Friday, September 23, 2016

Critical Calcium

Calcium plays an important role in muscle contraction, transmitting messages through the nerves, and the release of hormones. If people aren't getting enough calcium in their diet, the body takes calcium from the bones to ensure normal cell function, which can lead to weakened bones and osteoporosis.

Knowing which foods to avoid when taking a supplement or eating calcium-rich foods can help your body use more of the calcium you consume. Research reveals that consuming certain foods can interfere with calcium absorption. That's important because we typically use only 30 - 50 % of calcium from food. Try these tips to increase your calcium levels and maintain bone health.


Foods That Dilute Calcium

The oxalates in spinach, sweet potatoes and cocoa reduce the absorption of calcium from those foods. To increase calcium intake, combine with some cheese.

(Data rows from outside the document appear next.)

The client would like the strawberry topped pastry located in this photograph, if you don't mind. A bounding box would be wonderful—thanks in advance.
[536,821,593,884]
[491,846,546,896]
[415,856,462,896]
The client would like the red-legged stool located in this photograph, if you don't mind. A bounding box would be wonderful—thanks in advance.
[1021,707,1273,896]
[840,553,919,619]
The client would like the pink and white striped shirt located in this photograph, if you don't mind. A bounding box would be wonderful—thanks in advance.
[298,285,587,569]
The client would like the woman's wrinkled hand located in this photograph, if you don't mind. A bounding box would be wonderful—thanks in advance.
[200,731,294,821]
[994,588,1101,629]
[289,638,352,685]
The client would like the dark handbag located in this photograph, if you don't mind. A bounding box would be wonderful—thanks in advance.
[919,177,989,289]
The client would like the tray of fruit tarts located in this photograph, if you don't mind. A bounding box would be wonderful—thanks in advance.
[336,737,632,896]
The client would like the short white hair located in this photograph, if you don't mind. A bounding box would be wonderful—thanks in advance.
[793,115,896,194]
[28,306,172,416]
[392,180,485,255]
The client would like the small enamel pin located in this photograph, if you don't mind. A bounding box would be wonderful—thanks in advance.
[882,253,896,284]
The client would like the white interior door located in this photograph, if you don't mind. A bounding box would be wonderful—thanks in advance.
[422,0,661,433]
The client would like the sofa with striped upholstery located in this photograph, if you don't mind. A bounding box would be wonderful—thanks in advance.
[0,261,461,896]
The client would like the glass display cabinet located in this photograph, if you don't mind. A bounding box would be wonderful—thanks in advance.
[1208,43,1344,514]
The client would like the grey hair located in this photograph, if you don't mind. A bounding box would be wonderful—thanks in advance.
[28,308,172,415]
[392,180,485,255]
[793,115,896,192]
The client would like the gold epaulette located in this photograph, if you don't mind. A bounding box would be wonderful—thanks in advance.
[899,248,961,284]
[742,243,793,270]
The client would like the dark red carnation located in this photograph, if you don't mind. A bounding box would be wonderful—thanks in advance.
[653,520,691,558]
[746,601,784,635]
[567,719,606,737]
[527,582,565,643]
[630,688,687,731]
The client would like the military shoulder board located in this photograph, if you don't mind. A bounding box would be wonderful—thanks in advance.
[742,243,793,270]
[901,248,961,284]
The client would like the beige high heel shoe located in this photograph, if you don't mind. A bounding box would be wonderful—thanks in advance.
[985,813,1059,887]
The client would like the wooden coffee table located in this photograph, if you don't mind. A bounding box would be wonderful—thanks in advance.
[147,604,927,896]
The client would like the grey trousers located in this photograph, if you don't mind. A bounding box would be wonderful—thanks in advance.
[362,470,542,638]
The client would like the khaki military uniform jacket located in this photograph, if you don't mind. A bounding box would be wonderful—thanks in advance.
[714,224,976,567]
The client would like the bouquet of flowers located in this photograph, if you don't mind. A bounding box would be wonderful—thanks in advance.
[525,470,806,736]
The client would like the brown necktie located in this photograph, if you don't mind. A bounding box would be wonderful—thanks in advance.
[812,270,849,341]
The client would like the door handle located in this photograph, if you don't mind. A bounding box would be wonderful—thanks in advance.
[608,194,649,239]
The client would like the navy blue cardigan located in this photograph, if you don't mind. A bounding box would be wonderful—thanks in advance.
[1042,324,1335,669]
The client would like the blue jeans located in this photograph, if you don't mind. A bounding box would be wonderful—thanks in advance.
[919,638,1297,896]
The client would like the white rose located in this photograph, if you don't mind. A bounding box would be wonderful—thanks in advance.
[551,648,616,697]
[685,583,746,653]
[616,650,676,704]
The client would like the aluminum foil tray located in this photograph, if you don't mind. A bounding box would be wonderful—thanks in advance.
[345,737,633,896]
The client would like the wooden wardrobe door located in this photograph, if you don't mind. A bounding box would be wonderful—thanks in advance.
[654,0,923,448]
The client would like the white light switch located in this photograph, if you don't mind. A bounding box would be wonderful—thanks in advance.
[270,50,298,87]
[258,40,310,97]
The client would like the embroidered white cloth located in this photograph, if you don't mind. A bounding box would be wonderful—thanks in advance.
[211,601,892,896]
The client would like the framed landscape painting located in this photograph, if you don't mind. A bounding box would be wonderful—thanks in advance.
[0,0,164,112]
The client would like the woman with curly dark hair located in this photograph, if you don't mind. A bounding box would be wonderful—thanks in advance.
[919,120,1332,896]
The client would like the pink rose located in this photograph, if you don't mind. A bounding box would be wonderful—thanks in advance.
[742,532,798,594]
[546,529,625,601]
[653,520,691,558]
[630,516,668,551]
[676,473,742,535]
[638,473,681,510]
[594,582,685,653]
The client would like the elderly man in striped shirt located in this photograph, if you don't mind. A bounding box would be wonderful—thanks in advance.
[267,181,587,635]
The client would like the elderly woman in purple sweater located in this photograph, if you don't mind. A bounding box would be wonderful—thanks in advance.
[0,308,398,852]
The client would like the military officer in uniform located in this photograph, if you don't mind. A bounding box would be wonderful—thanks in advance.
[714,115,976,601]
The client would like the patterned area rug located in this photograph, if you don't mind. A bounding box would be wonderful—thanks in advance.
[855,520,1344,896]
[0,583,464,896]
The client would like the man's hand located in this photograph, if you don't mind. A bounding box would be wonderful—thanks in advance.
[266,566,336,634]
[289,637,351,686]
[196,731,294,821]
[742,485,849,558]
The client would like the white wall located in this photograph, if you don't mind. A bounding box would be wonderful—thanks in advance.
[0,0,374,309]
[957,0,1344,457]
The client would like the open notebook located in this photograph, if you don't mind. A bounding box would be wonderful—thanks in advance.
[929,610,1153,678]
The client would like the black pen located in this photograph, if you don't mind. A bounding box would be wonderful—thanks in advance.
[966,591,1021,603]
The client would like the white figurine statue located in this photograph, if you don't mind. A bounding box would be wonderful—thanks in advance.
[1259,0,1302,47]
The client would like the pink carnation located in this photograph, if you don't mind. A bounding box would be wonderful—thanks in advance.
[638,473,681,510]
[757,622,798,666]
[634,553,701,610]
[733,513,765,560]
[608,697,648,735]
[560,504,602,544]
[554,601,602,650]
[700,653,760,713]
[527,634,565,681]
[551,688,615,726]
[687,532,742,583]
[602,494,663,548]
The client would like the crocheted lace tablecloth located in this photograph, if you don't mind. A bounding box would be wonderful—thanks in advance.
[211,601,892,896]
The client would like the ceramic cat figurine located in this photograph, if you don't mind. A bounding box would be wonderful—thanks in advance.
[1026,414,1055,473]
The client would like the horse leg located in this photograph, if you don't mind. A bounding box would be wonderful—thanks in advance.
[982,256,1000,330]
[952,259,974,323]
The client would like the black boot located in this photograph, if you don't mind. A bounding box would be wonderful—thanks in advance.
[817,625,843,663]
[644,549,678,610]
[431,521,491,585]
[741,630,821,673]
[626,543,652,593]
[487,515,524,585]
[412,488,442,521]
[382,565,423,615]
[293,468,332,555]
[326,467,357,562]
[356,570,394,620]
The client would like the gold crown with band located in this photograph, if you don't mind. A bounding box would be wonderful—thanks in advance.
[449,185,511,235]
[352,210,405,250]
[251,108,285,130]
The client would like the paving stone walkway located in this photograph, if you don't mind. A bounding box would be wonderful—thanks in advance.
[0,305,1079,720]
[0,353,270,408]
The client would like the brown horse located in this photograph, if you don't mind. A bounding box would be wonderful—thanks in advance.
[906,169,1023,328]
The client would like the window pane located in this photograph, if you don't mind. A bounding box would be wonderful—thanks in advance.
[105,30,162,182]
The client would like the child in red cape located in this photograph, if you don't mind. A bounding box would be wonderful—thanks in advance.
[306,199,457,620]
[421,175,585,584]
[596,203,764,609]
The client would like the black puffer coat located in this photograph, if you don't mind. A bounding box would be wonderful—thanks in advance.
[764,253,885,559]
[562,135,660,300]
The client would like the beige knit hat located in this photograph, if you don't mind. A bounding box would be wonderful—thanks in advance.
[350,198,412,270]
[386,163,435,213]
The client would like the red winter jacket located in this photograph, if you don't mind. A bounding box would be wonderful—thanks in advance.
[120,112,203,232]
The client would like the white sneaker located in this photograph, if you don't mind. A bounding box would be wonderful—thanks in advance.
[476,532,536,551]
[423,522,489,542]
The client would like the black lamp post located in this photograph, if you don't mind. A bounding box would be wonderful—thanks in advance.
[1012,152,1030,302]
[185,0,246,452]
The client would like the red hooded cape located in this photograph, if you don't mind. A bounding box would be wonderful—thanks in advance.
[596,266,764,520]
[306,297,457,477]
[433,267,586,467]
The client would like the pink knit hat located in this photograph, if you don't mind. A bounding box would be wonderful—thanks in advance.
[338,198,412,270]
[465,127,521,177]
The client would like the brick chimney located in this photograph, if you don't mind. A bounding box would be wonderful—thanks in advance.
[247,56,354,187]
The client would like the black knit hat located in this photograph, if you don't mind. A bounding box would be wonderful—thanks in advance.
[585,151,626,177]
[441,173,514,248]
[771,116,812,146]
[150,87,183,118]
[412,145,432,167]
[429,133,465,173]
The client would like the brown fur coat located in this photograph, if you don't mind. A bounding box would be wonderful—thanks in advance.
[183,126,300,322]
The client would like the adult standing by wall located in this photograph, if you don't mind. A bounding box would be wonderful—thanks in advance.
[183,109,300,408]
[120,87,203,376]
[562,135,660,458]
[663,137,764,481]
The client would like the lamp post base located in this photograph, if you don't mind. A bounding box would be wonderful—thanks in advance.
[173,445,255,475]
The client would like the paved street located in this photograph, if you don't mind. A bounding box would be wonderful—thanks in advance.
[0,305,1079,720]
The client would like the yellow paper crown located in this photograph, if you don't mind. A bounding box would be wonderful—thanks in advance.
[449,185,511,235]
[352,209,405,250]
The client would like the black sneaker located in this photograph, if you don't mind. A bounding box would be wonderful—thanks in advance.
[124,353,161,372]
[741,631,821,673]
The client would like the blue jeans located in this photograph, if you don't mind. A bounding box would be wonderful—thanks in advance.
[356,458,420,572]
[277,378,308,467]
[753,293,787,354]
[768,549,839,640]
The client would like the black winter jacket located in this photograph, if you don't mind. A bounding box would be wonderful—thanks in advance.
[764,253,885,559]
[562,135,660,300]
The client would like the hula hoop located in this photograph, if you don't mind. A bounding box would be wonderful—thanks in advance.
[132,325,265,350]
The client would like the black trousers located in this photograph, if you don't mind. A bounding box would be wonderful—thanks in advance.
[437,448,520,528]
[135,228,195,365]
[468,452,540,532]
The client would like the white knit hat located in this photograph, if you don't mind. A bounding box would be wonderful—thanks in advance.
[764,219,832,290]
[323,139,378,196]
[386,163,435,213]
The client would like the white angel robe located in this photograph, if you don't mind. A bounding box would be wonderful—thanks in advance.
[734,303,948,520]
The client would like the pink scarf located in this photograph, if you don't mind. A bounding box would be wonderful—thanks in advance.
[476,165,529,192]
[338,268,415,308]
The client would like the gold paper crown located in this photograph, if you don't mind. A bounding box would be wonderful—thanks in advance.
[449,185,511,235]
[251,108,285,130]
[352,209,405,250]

Salt increases calcium excretion through urine and sweat. Try increasing potassium-rich foods like bananas or cantaloupe to help counteract this effect.

High fiber foods reduce the absorption of calcium in other foods eaten at the same time. For example, cereal and milk. When you increase fiber, try to increase calcium intake, too.

Caffeine, a diuretic, can also increase calcium loss through urination. A smart option is to take your supplement in the afternoon or evening when you're probably limiting caffeine intake already.

Phosphorus, found in meat, poultry, corn and potatoes, also interferes with calcium absorption. Choosing a few meatless meals can reduce your phosphorus intake and increase overall calcium levels in your diet.

Ways to Boost Calcium Intake

*Increase Vitamin D to aid absorption

*Add magnesium, which keeps calcium soluble and available for your body.

*Take your supplement with orange juice because Vitamin C improves absorption of calcium.

*Try splitting your supplement into two 500mg doses - one in the afternoon and one in the evening.

*Consume more calcium-rich foods: navy or white beans, Chinese cabbage, dairy products, leafy greens, nuts, seafood (crab, salmon, sardines, shrimp), and seeds.

Make one or two changes this week to increase calcium levels. Enjoy eating a variety of foods and keep those bones strong!